Beating the human caused existential threats, tend to rely, more on, being able to join in Hobbes Leviathan, to ensure ‘calm through commerce,’ which is now erroding, even as I type. This, takes both good intentions (Peace, Man!), as well as a willingness to be “bloody minded,” as the British used to say (War, Man!), as to better ensure human survival and technical progress. This was why I suggested Stanford professor, Ian Tattersal’s book on War, be added, at some point to your reading list. It fits in with your own books in an interesting way.

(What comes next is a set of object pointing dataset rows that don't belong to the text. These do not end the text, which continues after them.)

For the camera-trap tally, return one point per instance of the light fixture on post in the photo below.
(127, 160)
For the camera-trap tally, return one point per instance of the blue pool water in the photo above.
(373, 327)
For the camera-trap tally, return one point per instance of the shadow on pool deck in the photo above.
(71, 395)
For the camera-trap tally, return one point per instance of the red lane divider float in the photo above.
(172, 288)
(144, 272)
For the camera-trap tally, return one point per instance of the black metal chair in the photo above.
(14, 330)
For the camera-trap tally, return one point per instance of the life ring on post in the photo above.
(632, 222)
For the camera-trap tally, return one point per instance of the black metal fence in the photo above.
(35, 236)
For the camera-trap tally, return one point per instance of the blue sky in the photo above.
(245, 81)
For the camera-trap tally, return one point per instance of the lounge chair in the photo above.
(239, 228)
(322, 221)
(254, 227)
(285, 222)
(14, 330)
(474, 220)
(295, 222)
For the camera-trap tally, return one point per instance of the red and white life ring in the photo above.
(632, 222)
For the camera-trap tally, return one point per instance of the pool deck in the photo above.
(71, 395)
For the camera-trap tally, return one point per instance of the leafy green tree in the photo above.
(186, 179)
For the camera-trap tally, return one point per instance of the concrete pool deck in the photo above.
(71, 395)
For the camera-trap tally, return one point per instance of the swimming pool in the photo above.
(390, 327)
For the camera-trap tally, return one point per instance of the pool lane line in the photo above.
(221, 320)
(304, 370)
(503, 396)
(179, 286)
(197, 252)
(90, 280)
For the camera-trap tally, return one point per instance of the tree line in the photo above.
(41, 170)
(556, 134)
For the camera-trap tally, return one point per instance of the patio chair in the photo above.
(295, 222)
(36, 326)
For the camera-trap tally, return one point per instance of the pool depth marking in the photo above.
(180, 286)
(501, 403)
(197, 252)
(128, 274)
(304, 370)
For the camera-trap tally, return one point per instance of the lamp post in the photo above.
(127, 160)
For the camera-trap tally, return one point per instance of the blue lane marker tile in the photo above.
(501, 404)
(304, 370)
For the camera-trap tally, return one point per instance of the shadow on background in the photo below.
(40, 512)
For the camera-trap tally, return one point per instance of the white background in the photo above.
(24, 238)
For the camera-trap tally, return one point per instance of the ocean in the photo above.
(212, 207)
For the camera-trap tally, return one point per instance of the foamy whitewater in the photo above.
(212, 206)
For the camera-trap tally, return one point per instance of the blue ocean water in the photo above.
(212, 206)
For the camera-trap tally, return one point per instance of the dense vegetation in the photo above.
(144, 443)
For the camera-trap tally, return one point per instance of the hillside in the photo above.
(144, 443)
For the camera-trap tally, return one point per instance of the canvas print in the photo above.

Lastly, yeah, the existential thing is what drives us on, at least according to UK philiosopher, Stephen Caves who’s book, Death, is also informative. A psychological and eventually, a physical fix for this can take many forms, not the least is some sort of resurrection. Dr. Prisco’s musing about all this he has jokingly, termed, “slow uploading.” He, and Ben Goertzel do not claim that all this is doable in the next 100 years, but would be the labor of centuries, if not millenia. However, this was Moravec and Tipler’s contentions as well. Let’s just say that it’s probably, not a great idea, spending one’s life, awaiting the arrival of the Great Pumpkin, Charlie Brown (which was Shultz’s point!) however, deeming the Great File Resoring (as I term it) would help in keeping things calmer, on planet Earth, IF more people found scientifically plausible. Thus, less existential conflict.

Best Regards,

Mitch





Hi everybody!
I have created a roadmap of x-risks prevention, and I think that it is full and logically ordered. I would like to get comments from the community on it. The pdf is here: http://immortality-roadmap.com/globriskeng.pdf

I also do not agree with the portrait of transhumanism suggested here. Transhumanism is a strive for immortality in its core.





Interesting break down of existential threats, A. Turchin, and their possible remediation. Excellent.